Quand de Ruyter eut répondu aux questions de l'empereur, Napoléon resta un instant pensif, puis il ajouta:

«Il est bizarre que les Turcs et les Chinois soient les seuls peuples qui aient atteint le résultat naturel d'une conquête, c'est-à-dire une véritable augmentation de force nationale. Si l'intolérance et la bigoterie leur ont prêté de puissants secours, les Anglais auraient dû égaler en succès les Chinois et les Turcs, car ils sont encore plus intolérants et plus bigots.»

Napoléon accorda plusieurs audiences à de Ruyter, car il aimait à causer sans réserve avec cet homme au cœur fort, à l'esprit fin, au dévouement sans bornes.

– Mais, politique à part, me dit de Ruyter, il faut songer maintenant à prendre un parti. Voulez-vous agir sagement? Voulez-vous rentrer dans votre pays natal? Je crois nécessaire que vous vous informiez des changements qui ont pu survenir dans votre famille. Elle est nombreuse, elle est riche; vous y trouverez peut-être quelqu'un digne de votre affection. Vous avez tort, mon cher garçon, bien tort, croyez-moi, de vouloir rompre toute relation avec les personnes qui vous sont attachées, sinon par le cœur, du moins par les liens du sang. Votre santé demande des soins, des soins journaliers, constants et dirigés par le cœur. Cherchez une fem…

– De Ruyter!.. m'écriai-je.

– Un voyage en Amérique pendant la dure saison d'hiver serait infailliblement votre perte, répondit de Ruyter, sans relever l'interruption violente du jeune homme; essayez de passer quelques mois à Londres, cherchez des distractions. Aux premiers jours du printemps je reviendrai, et, si le cœur vous en dit, nous partirons ensemble pour l'Amérique.

J'eus beaucoup de peine à trouver raisonnables les conseils de de Ruyter, et ce ne fut qu'après une longue résistance que je parvins à les trouver justes et à me décider à les suivre.

Le moment de notre séparation était proche: le schooner était prêt à lever l'ancre, et les Américains de de Ruyter avaient grand désir de quitter les côtes de France. Le départ de mon ami était fixé pour le lendemain; quant au mien, je ne me sentais pas le courage de lui assigner une époque fixe.
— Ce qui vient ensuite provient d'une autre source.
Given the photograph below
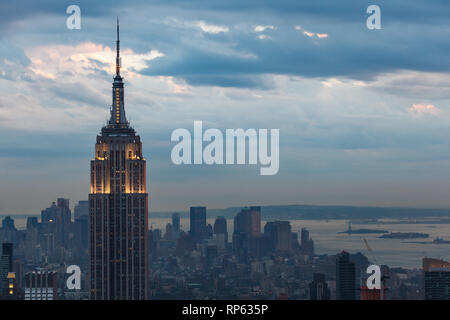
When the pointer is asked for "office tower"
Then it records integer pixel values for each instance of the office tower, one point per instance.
(248, 221)
(318, 288)
(176, 222)
(198, 223)
(118, 207)
(31, 239)
(81, 209)
(80, 232)
(345, 277)
(247, 233)
(220, 229)
(63, 222)
(9, 232)
(436, 279)
(57, 222)
(41, 285)
(307, 246)
(278, 236)
(6, 266)
(8, 223)
(369, 294)
(7, 253)
(168, 235)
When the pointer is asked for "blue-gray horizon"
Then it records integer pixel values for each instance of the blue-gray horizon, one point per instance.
(363, 114)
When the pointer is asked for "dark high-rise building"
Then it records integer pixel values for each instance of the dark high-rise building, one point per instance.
(198, 223)
(345, 277)
(6, 265)
(436, 279)
(278, 236)
(63, 221)
(307, 246)
(247, 233)
(41, 285)
(176, 222)
(81, 209)
(248, 221)
(8, 224)
(220, 228)
(118, 207)
(318, 288)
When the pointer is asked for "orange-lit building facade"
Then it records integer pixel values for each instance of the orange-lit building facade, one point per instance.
(118, 208)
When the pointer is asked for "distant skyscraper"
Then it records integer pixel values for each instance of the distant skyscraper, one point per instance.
(307, 246)
(63, 221)
(345, 277)
(198, 223)
(247, 233)
(278, 235)
(176, 222)
(220, 228)
(6, 265)
(81, 209)
(118, 207)
(318, 288)
(248, 221)
(436, 279)
(41, 285)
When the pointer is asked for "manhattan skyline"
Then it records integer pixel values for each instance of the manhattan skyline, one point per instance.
(360, 123)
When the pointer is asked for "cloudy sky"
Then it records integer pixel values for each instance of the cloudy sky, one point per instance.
(363, 114)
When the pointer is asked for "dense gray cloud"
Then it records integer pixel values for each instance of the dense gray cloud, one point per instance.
(363, 115)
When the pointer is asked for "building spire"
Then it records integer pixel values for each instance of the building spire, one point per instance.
(118, 118)
(118, 62)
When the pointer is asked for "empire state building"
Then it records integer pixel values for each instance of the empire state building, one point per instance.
(118, 207)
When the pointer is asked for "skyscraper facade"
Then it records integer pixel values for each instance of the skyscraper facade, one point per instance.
(118, 207)
(345, 277)
(198, 223)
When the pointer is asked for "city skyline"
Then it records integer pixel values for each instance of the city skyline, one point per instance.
(359, 124)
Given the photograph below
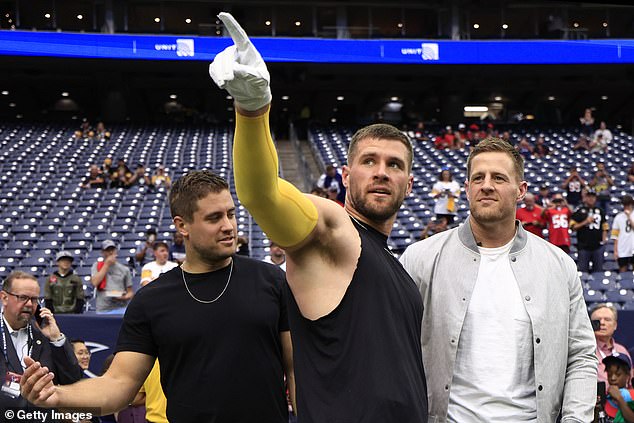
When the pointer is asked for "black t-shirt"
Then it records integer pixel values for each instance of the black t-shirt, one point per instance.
(590, 236)
(220, 362)
(362, 362)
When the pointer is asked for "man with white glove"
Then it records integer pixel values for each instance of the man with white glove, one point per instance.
(355, 314)
(240, 69)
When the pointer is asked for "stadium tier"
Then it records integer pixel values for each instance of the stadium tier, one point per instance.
(44, 209)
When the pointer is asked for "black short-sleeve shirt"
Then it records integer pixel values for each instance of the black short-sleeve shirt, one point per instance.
(220, 362)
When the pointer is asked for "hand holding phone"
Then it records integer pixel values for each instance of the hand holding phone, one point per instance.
(38, 316)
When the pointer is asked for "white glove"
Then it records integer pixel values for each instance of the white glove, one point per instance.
(240, 69)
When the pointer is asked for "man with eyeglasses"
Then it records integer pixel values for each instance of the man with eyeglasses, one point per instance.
(21, 336)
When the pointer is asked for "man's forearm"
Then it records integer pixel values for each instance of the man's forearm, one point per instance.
(104, 394)
(284, 213)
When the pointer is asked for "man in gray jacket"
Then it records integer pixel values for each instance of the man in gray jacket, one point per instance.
(506, 335)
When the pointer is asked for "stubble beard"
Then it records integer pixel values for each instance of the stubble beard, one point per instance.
(375, 211)
(214, 257)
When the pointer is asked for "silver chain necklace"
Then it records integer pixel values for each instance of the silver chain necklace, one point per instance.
(367, 230)
(219, 295)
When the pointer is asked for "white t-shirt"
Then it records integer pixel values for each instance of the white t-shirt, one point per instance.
(623, 231)
(153, 270)
(494, 376)
(443, 202)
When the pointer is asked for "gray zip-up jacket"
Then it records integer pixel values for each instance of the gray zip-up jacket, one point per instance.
(445, 268)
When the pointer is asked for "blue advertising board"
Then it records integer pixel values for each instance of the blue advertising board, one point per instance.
(317, 50)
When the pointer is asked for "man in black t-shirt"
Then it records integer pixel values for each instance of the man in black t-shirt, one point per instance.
(354, 311)
(218, 326)
(592, 232)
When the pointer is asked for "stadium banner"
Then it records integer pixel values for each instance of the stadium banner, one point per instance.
(317, 50)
Quelques heures avant le départ, un courrier de Paris vint apporter à de Ruyter une dépêche signée de l'empereur. Napoléon appelait auprès de lui le brave marin. De Ruyter partit, et revint m'annoncer deux jours après qu'une mission importante l'envoyait en Italie.

Il fut décidé que le schooner rentrerait en Amérique sous le commandement du contre-maître, auquel de Ruyter donna ses pleins pouvoirs.

Je vis partir le beau vaisseau avec un véritable serrement de cœur, et mes yeux, aveuglés par un brouillard qui ressemblait à des larmes, suivirent ses voiles ondoyantes jusque dans les brumes de l'horizon.

Au moment de me séparer de de Ruyter, de cet homme au noble cœur, au noble visage, de cet homme que j'aimais si tendrement, que j'aimais comme on aime quand les sentiments sont jeunes et forts, le peu d'énergie qui me soutenait encore m'abandonna complétement; je me sentis mourir, et mes paroles, étranglées dans ma gorge, ne montèrent à mes lèvres qu'avec un bruissement de sanglots.

De Ruyter partageait ma souffrance, car sa figure basanée devint couleur de plomb.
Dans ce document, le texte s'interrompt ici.